Cerca de las 23 hs. se encontraban en la esquina de 17 y 42, en la ciudad de La Plata, cuando fueron abordados por un grupo de tareas que amenazándolos con armas los secuestro.
En la pared quedó escrita una pintada inconclusa, alcanzaba a decir «Libertad…».
El automóvil utilizado por los secuestradores, un Torino blanco robado con placas correspondientes a otro vehículo –una camioneta robada en Florencio Varela semanas antes–, fue luego abandonado en la localidad de Melchor Romero, cercana a La Plata.
El grupo de tareas que los secuestró respondía a las órdenes de Carlos Ernesto Castillo «El Indio», integrante clave de la Concentración Nacional Universitaria (CNU) que operaba en connivencia con una red estatal e integraba parte del plan represivo, bajo la protección del Gobierno bonaerense de Victorio Calabró.
Ana María tenía 31 años. Era trabajadora social y laburaba en Villa Montoro, en el Centro de Promoción donde aún la recuerdan muchos vecinos, como así también docentes de Trabajo Social.
Herminia trabajó en el Instituto del Tórax; fue elegida delegada por sus compañeras, en el hospital San Juan de Dios donde trabajaba como enfermera. Encabezó la lucha de los estatales por aumento salarial
David tenía 25años. Eraodontólogo y luchaba entre los profesionales, como lo había hecho como estudiante en la facultad de odontología.
Carlos tenía 33 años. Era miembro fundador del PCR, estudiante de Psicología en la Universidad Nacional de La Plata y trabajador municipal. En 1972 encabezó la lista de oposición aljerarca Atanasoff en el Sindicato Municipal.
Seguimos orgullosos el ejemplo comunista de estos compañerxs, creemos que el ejemplo de estxs jóvenes comunistas revolucionarios es la templanza que tenemos que tener quienes peleamos por transformar la realidad, por la revolución de liberación nacional y social que abra paso al camino socialista.
Hoy más que nunca seguimos peleando por juicio y castigo a los culpables militares y civiles. Por cárcel común a todos los represores.

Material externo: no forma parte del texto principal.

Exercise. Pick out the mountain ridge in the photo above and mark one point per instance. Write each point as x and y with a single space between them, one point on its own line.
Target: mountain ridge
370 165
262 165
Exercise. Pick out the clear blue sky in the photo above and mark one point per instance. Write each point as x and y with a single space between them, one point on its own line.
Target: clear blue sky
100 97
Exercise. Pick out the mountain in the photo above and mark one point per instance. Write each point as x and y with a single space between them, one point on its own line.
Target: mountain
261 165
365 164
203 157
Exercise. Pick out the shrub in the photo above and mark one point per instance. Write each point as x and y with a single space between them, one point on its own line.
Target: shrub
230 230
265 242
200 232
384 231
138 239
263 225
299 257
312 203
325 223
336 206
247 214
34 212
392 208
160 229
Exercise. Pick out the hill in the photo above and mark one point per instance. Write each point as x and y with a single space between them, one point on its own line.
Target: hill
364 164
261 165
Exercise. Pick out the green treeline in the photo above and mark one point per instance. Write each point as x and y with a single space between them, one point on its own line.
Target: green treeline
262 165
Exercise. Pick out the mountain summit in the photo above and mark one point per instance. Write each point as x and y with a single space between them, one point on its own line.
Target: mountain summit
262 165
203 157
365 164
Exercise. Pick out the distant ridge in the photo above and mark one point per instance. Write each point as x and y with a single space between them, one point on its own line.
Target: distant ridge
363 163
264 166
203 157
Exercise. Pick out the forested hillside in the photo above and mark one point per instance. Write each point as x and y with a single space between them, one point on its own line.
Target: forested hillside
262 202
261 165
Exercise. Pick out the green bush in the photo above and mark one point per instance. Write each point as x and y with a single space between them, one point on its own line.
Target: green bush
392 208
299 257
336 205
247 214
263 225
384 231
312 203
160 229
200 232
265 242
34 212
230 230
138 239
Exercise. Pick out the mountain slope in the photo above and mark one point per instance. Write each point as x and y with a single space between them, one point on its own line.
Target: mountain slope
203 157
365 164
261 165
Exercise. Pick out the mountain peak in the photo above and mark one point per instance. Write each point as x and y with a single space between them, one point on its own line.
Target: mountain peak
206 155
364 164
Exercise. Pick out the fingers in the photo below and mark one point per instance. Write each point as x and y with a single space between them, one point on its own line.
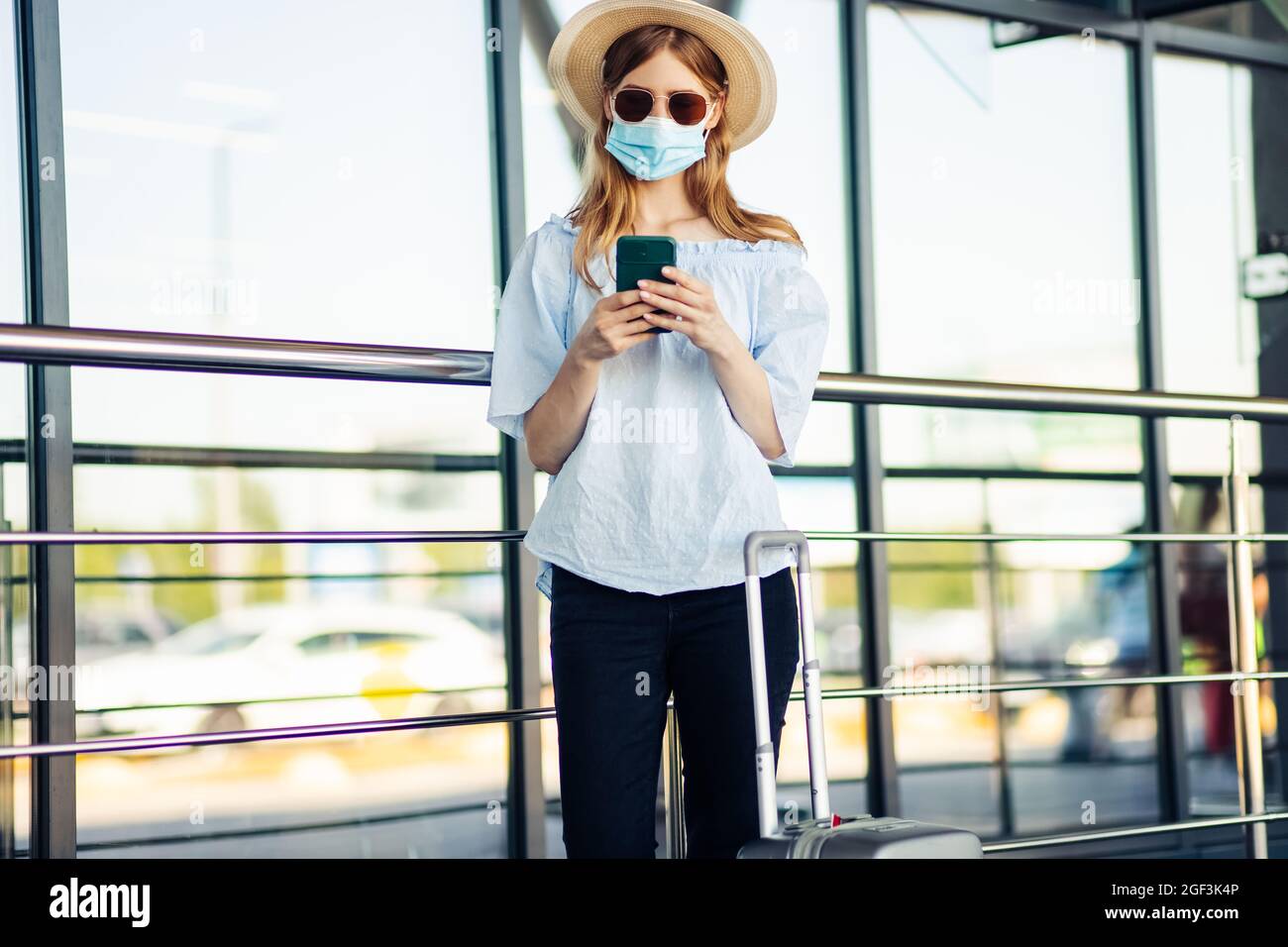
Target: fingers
617 302
683 326
673 305
686 279
671 291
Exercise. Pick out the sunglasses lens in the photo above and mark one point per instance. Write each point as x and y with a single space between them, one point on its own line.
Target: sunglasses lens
688 108
634 105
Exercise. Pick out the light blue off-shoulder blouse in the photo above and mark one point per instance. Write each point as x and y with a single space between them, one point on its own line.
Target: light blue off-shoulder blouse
665 484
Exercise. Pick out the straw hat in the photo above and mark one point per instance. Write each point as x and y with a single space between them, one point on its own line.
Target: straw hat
578 58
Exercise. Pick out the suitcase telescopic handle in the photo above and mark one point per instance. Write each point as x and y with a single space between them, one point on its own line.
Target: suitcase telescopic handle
767 792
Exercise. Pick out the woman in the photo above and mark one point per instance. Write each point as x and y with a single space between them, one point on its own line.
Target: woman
658 444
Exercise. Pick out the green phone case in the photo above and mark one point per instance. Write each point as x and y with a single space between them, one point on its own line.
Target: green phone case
643 258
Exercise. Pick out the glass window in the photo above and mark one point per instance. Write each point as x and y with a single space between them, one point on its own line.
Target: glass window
1224 278
1004 237
1257 20
277 169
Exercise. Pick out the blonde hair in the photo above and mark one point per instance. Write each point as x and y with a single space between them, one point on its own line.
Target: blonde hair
606 205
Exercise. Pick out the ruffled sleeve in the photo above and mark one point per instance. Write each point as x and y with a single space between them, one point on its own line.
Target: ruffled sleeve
789 341
529 329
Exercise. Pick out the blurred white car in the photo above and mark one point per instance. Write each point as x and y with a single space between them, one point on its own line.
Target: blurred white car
256 667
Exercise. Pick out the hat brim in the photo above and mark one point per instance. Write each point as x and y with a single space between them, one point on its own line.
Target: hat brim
578 55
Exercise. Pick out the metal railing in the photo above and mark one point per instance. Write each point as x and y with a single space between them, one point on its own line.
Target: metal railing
235 355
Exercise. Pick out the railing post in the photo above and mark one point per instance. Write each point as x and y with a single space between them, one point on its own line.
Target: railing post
674 797
1243 652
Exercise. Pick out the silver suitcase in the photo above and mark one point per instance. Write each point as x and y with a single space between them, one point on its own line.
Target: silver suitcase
825 835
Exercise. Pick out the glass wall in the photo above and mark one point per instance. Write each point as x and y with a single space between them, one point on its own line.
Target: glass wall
14 611
277 170
281 170
1005 252
1224 227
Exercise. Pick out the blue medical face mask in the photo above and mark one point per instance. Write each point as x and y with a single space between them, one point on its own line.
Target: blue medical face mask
656 147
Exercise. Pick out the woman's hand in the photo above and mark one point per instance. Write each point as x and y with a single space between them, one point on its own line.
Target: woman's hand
612 328
743 381
694 311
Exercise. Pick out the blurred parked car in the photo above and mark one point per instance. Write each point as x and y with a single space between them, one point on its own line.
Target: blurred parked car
258 667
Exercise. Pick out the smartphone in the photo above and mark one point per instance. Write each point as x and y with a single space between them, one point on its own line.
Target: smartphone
643 258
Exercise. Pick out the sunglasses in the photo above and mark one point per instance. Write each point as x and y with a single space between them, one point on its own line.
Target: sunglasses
636 105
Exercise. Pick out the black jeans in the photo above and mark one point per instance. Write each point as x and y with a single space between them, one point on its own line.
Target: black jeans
616 656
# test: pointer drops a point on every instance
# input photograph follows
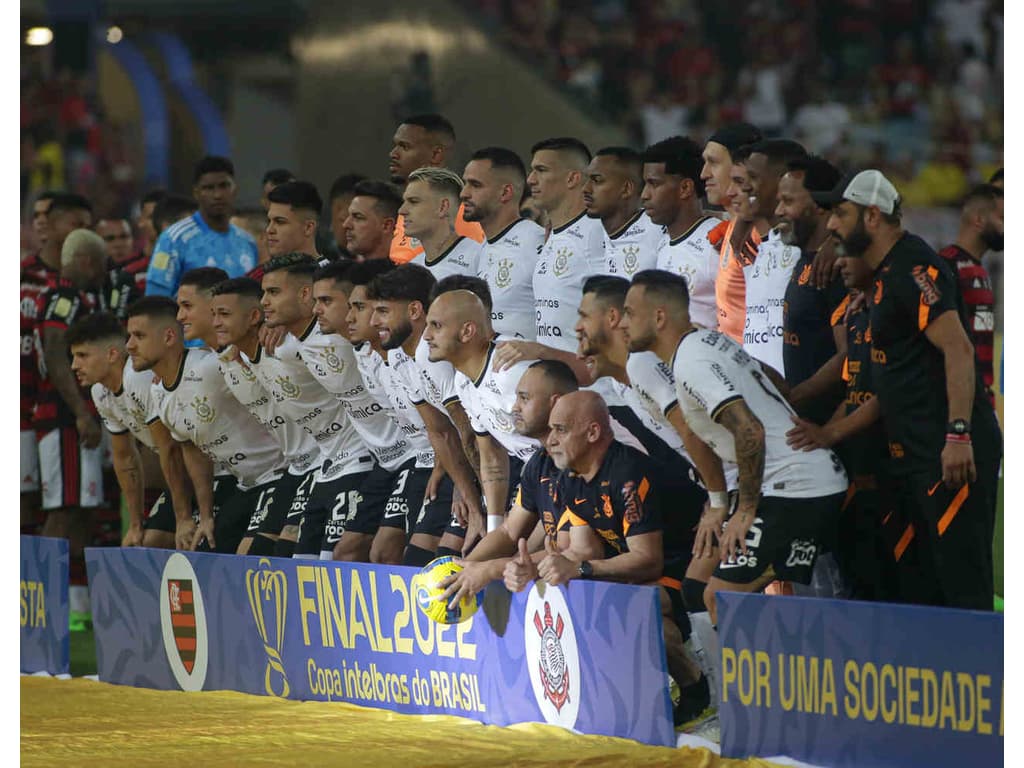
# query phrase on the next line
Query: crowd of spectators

El único lugar para un genocida es la cárcel común perpetua y efectiva
El genocida Castillo fue condenado a prisión perpetua en un juicio oral y público en 2017, culpable de los secuestros y asesinatos de Carlos Antonio Domínguez, Leonardo Miceli, Néstor Dinotto y Graciela Martini y el secuestro de Úrsula Baron y Daniel Pastorino; todos hechos cometidos entre Febrero y Abril de 1976.
Con el argumento del avance del coronavirus COVID-19, intentó pedir la prisión domiciliaria que le fue negada.